I will be listening to a weather guy saying max sustained winds (1 minute avg peak. I Europe the use 10 min average) is 130 mph. I look at wind speed measured by satellite at different altitudes, and only see the speed they are reporting at, say 10,000 feet. 10 meters above ground may be no more that 70.
Here is a good site. Go to hurricane, click on windspeed, look at different altitudes. (If all tabs don't show resize screen)
https://www.ventusky.com/
Helene had a wide path for its Cat 4 size. I was wondering if some HAARP techie could steer it to not only hit GOP strongholds, but avoid liberal minded college campuses. Just thinking out loud.

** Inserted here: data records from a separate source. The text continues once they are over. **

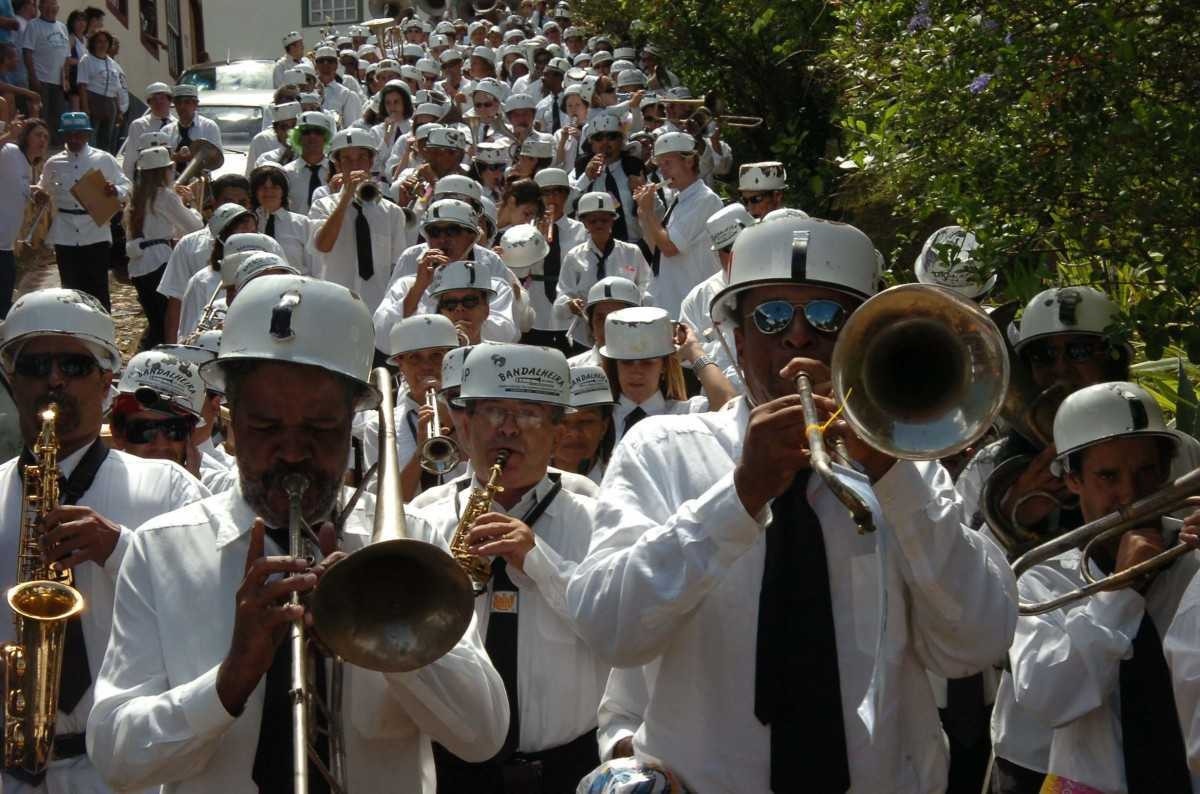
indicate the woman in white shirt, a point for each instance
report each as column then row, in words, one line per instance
column 157, row 215
column 100, row 86
column 269, row 199
column 21, row 166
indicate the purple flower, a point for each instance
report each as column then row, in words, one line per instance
column 978, row 84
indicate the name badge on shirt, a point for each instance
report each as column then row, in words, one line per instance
column 504, row 601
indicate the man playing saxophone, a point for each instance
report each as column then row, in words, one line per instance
column 193, row 692
column 59, row 349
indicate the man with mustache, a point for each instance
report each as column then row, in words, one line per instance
column 203, row 705
column 59, row 348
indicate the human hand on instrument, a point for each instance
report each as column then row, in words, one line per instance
column 499, row 535
column 73, row 534
column 261, row 618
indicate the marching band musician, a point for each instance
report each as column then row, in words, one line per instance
column 693, row 517
column 535, row 531
column 1095, row 668
column 203, row 705
column 82, row 247
column 59, row 348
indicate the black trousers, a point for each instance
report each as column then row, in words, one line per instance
column 85, row 268
column 154, row 305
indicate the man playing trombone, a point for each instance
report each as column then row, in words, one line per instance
column 193, row 693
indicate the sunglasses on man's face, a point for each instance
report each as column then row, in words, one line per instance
column 39, row 365
column 775, row 317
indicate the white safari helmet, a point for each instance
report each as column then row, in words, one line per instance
column 162, row 380
column 516, row 372
column 637, row 332
column 289, row 319
column 762, row 176
column 589, row 388
column 421, row 332
column 946, row 260
column 726, row 224
column 1066, row 310
column 60, row 312
column 1105, row 411
column 799, row 251
column 522, row 246
column 615, row 288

I know this.. if you have water in the bathtub and you open the drain, the drain swirl gets much bigger and faster if you stir it with your hands.. even if you just slightly twirl it the drain swirl gets much larger..
Sports ball must continue at all costs.
The devastation happened in very localized mountainous areas. Think about it. You have mountains and valleys. Where do most of the people live? In the valley. Where does all of the water end up? In the valley. You dont have football stadiums and college campuses where the worst devastation took place. 99% of Tennessee and NC were fine.
And we still havent heard from my cousin. Pray for her soul please.
On my prayer list.
Games were played in the following areas (so you don't need to click the links:
I guess the major question is why residents in the flooded areas of North Carolina weren't evacuated to places like Greensboro, Raleigh, Durham, and Chapel Hill while flooded areas of Tennessee weren't evacuated to the Nashville area? The government knows from past experiences that floods take place when hurricanes and tropical storms pass over mountains.
It was fine in most of NC the day after Helene passed through. Raleigh and Chapel Hill? No problem, they would have had to probably sweep up some leaves, that's all
Great point!
The key thing is to know what actually happened.
My theory is a dam failure (caused by huricane/rain or intentional), because most of the videos we see are from the areas near the river.
https://greatawakening.win/p/1995LpnsN3/how-the-fontana-dam-is-doing-and/
I saw somewhere a simple topographic map showing the western Appalachian mountains and the affected areas to the east. The rain falling on the mountains flowed eastward through all the valleys and flooded the towns. It made perfect sense. Also, remember, the are already had been saturated with rain for three days, and so when the winds blew, the trees were easily pushed over.